Although officially part of Azerbaijan, Nagorno-Karabakh has been controlled by ethnic Armenian forces and the Armenian military since the 1990s. The two countries are technically still at war over the region because a final peace deal was never agreed despite a 1994 ceasefire.

Both sides have blamed each other for the latest fighting. Armenia’s Defense Ministry said Azerbaijan launched an attack using artillery, tanks and aircraft around 2 a.m. Azerbaijan’s Ministry of Defense blamed Armenia, saying that its soldiers responded to an Armenian attack.

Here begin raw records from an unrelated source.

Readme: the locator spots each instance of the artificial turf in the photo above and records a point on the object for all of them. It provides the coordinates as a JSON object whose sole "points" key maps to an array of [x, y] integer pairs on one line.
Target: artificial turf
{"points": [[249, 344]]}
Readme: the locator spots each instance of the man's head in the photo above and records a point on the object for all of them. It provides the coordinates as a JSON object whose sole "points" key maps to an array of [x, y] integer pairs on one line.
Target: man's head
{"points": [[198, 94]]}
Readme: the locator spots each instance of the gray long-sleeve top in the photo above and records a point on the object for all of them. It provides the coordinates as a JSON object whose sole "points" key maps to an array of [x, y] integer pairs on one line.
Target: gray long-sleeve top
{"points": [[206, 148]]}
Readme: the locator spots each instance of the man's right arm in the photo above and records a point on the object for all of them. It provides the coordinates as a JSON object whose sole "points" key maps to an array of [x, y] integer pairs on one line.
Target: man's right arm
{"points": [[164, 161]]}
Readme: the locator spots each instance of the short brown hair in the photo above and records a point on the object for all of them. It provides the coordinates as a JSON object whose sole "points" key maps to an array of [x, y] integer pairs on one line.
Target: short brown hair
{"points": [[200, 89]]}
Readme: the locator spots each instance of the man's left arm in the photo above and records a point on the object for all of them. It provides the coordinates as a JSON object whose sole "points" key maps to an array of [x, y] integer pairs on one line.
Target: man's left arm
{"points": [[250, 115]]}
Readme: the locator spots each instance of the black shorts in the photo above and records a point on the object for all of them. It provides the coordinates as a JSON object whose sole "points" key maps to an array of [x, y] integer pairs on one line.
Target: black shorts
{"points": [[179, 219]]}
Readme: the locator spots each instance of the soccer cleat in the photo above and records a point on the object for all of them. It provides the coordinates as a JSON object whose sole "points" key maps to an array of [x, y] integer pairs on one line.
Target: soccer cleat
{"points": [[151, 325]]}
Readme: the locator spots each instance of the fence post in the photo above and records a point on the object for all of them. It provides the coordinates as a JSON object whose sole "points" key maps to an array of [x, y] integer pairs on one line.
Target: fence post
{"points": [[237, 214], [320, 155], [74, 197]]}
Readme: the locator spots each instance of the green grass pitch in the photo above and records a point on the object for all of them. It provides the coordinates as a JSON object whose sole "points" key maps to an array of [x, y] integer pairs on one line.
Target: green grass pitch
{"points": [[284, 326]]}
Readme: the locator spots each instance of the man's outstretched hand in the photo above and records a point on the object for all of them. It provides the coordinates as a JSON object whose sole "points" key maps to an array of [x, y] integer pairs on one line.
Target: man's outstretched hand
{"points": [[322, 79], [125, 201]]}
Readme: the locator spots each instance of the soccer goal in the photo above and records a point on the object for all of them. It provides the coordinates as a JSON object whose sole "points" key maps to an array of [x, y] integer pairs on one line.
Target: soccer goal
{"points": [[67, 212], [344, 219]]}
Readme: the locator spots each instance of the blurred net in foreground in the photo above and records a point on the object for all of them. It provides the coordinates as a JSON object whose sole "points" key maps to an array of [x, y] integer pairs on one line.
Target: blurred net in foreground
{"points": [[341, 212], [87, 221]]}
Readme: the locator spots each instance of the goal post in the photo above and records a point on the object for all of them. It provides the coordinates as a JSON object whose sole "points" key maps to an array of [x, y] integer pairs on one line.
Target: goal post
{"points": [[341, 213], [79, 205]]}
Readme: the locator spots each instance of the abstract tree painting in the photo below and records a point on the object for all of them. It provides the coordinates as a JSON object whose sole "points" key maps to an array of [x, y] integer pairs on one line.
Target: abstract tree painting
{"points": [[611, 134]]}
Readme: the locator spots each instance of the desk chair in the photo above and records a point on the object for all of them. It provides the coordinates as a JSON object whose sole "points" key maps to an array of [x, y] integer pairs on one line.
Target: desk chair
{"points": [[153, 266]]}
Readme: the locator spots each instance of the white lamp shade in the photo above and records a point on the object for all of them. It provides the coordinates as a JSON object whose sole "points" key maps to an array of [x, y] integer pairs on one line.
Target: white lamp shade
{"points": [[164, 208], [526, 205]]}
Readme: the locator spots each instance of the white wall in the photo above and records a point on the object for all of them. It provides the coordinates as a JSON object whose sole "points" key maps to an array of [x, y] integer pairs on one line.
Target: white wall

Both sides also claimed to have inflicted significant losses on the other. Azerbaijan says more than 100 Armenian soldiers were killed or wounded and six tanks and 15 artillery positions had been destroyed. The Nagorno-Karabakh defence ministry claimed more than 200 Azerbaijani soldiers were killed. Neither claim can be corroborated.

A century-old conflict

The two states are technically still at war over the disputed Nagorno-Karabakh region, where fighting between 1988 and 1994 killed about 30,000 people and displaced hundreds of thousands more. Although officially part of Azerbaijan, Nagorno-Karabakh is a de facto independent state.

Armenian forces also occupy land around Nagorno-Karabakh. The sides are separated by a demilitarised buffer zone. Small clashes break out frequently, but the situation has escalated in recent months. In December, Azerbaijani tanks shelled positions in Nagorno-Karabakh for the first time in nearly two decades.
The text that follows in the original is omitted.